Foreclosures Begin to Expire, Freeing Homeowners From Loans
Approximately seven years have already passed since the U.S. housing crisis began to make headlines. Why is this important? Homeowners have begun to benefit from the statute of limitations on foreclosures. In some states, this means that people can remain in their homes if they haven’t made any loan payments in five to six years.
It may be hard to believe, but well over 20,000 households find themselves in this situation. For several years, they haven’t sent mortgage payments or been forced to leave their homes. A bankruptcy judge recently brought a foreclosure action to an end because it had remained in process for over six years, the limit in New Jersey.
Slow court decisions, missing mortgage papers and mishandled loan adjustments have delayed many foreclosure actions. At the same time, government agencies repeatedly updated loan modification rules and nullified prior adjustments. In 2010, CBS News reported that “horror stories” of failed mortgage modifications were widespread and banks often rejected homeowners’ applications for nonsensical reasons.
Another problem is that lenders have been very slow to approve short sales, an alternative to foreclosure that allows homes to be sold for less than the inflated loan principal. If a house has a single mortgage, approval frequently takes at least 60 days. Owners with multiple lenders usually wait 17 or more weeks for banks to authorize a selling price, according to the National Association of Realtors.

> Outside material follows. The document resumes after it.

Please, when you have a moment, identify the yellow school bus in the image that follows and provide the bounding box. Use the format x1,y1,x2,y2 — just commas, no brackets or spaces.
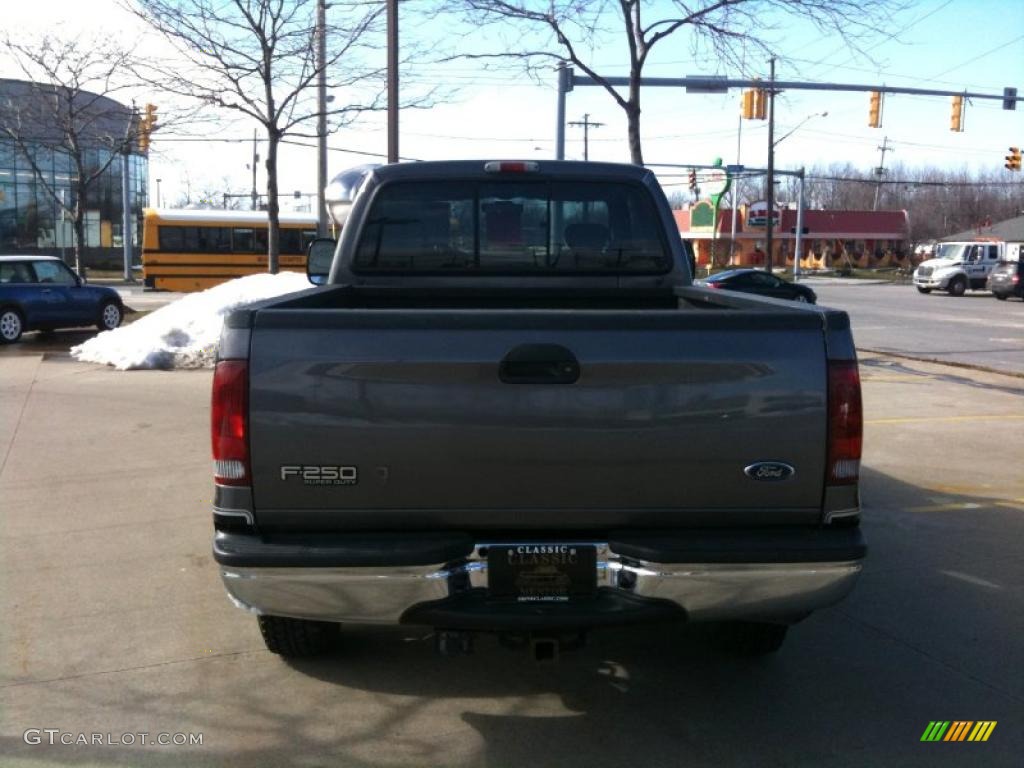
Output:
142,208,316,291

Because banks often make it impossible for homeowners to escape foreclosure by modifying their loans or initiating short sales, people may have little choice but to stay in their homes and wait. As courts contend with massive numbers of foreclosures involving falsified or missing documents, the statute of limitations draws nearer for many Americans.
It has been estimated that banks may seize about 800,000 more homes before the aftermath of the mortgage debacle comes to an end. This would bring the total associated foreclosures to about 7.5 million. However, this might not happen if homeowners continue benefiting from the statute of limitations. It’s no surprise that lenders are trying to convince judges to interpret these laws in their favor.
Homeowner attorneys say that banks must file foreclosures before the statute of limitations expires. They believe that the clock starts ticking after borrowers don’t make payments for multiple months. On the other hand, lenders assert that the limit doesn’t apply to them because it is extended each month when a mortgage payment isn’t received.
Although the statute can’t end court cases that are currently underway, it may affect refiling. Attorneys working for property owners in Florida have claimed that any court dismissal bars the lender from refiling the foreclosure action more than five years after an owner defaulted. The state supreme court plans to clarify this matter.
Law firms working for the banks caution that financial institutions might scale back lending in Florida if judges uphold the statute of limitations. New York and New Jersey courts are also addressing this issue. Six years after he stopped making payments, a homeowner in Morris County, New Jersey was freed from a burdensome mortgage.
While some people may consider this unfair to the lender, it’s clear that banks played an enormous role in creating the situation and were unwilling to negotiate with many homeowners. Before the “bubble” burst, buyers paid inflated prices that were bolstered by mortgage fraud. Loan servicers like Nationstar rejected requests to modify loan terms or waited until borrowers fell too far behind on their payments.
It’s hard to feel sorry for lenders that have caused so much hardship through corrupt and inept practices. One example of this behavior was revealed in a West Virginia Record news report from October 2013. A homeowner sued Nationstar because it rejected his mortgage payments and repeatedly gave him contradictory instructions that led to foreclosure.
Although many legal battles have yet to be fought, it’s encouraging to discover that statutes of limitations are helping homeowners escape predatory loans. Such limits can be as low as three and as high as 15 years in different parts of the country, according to Nolo.